代表中野を嗤え「自己株買い2」(2024.05.31)

「今年度に入り、事業法人の買い越しが際立っています。
これは言うまでもなく「自社株買い」です。
自社株買いは、アメリカでも長く相場水準を支えてくれました。
周回遅れですが、日本でもようやく、「自社株買い」が相場変動
の重要な材料となってきたと言えるでしょう。
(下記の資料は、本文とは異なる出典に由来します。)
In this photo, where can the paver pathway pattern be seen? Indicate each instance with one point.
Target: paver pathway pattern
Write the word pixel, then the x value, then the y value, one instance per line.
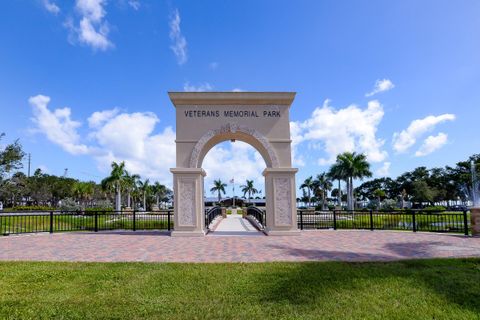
pixel 309 246
pixel 235 225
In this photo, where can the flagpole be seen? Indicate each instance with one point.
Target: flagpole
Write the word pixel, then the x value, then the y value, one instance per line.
pixel 233 192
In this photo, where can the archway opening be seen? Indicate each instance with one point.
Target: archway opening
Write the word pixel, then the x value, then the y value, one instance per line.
pixel 234 181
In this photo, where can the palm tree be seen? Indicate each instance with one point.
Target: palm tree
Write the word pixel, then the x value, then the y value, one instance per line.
pixel 350 166
pixel 130 182
pixel 83 191
pixel 309 185
pixel 249 188
pixel 323 184
pixel 379 193
pixel 114 181
pixel 145 189
pixel 218 186
pixel 159 191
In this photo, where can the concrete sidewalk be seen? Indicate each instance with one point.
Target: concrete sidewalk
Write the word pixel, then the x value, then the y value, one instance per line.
pixel 235 225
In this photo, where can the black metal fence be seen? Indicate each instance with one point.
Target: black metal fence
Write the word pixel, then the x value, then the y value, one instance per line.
pixel 62 221
pixel 408 220
pixel 259 215
pixel 211 214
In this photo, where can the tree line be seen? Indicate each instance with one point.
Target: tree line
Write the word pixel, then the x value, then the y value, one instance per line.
pixel 42 190
pixel 420 187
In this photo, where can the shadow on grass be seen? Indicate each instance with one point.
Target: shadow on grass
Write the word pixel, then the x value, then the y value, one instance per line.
pixel 455 280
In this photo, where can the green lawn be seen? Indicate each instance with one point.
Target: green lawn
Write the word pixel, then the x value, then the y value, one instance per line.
pixel 428 289
pixel 41 223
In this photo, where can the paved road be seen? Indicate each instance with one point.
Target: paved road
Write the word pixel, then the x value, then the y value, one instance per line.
pixel 235 225
pixel 341 245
」

■以前にも書きましたが、株式相場にとって、「自社株買い」は
大きな下支え要因となります。

買い入れた自己株を「消却」しなくても、計算上、一株当たりの
利益などの数字は自己株を買い入れた分だけ切りあがるからです。

「自社株買い」を行う原資は、本来利益剰余金などの内部留保されて
いる資金です。
低金利で資金調達をして、「自己株買い」に充当する会社もあり
ますが、本来の株主に対する姿勢としては、「内部留保」を株主
に「再分配」するという考え方が正しいのだと思います。

■1990年代日本の金融システムは音を立てて崩壊しました。

金融機関が収益至上主義で、安易に稼げる「融資」を急拡大させました。
法人向けはもとより個人向けにも日本中の金融機関が「融資拡大」
に邁進したのです。

そして、急速に拡大した「融資」を突然縮小することにしたのです。

「融資」を受けていた側は、突然「はしごを外された」と感じました。
「貸しはがし」「貸し渋り」が日本中に拡散しました。

「融資拡大」「収益至上主義」が日本中に拡散した速度以上に、収縮する
速度が速く起きました。

そのため、個人の「自己破産」「債務整理」が相次ぎ、担保であった
不動産は投げ売りされました。

法人でも「貸しはがし」「貸し渋り」が拡大して、倒産する会社が相次ぎ
ました。
もっとも、金融機関にも回収できない資金などが理由で倒産するところが
増えました。

かくして、日本は大不況に陥ったのです。

■生き残った法人は、「銀行離れ」を加速しました。
内部留保を増加させ、コストを削減し、設備投資を控えて、現金と現金同等物
を積み増すことに邁進したのです。

その動きは個人にも拡大します。

かくして、日本社会は、投資不足、消費不足になり、「デフレ」に突入した
のです。

■「自己株買い」はようやく日本企業にも正常な考え方が回帰してきた
という事だと考えています。

「お金」は「貯蔵」しているだけでは何の利益も生みません。
「モノ」や「サービス」いずれかに紐づけられて初めて価値を生み出します。
そのことに日本社会はようやく気が付き始めたのです。

超低金利政策などの施策がようやく効き始めたという事だと考えています。

個人はまだ消費を加速するほど変化していませんが、法人は明らかに変化
しています。
「設備投資」が増え、内部留保、自己資本の効率的運用を求めて「自己株買い」
を始めています。

30年以上も続いたマインドが変化するにはやはり時間が必要です。
しかし、動き出したことは間違いがありません。

■自己株買いを開示した会社の株はやはり要注目だと考えています。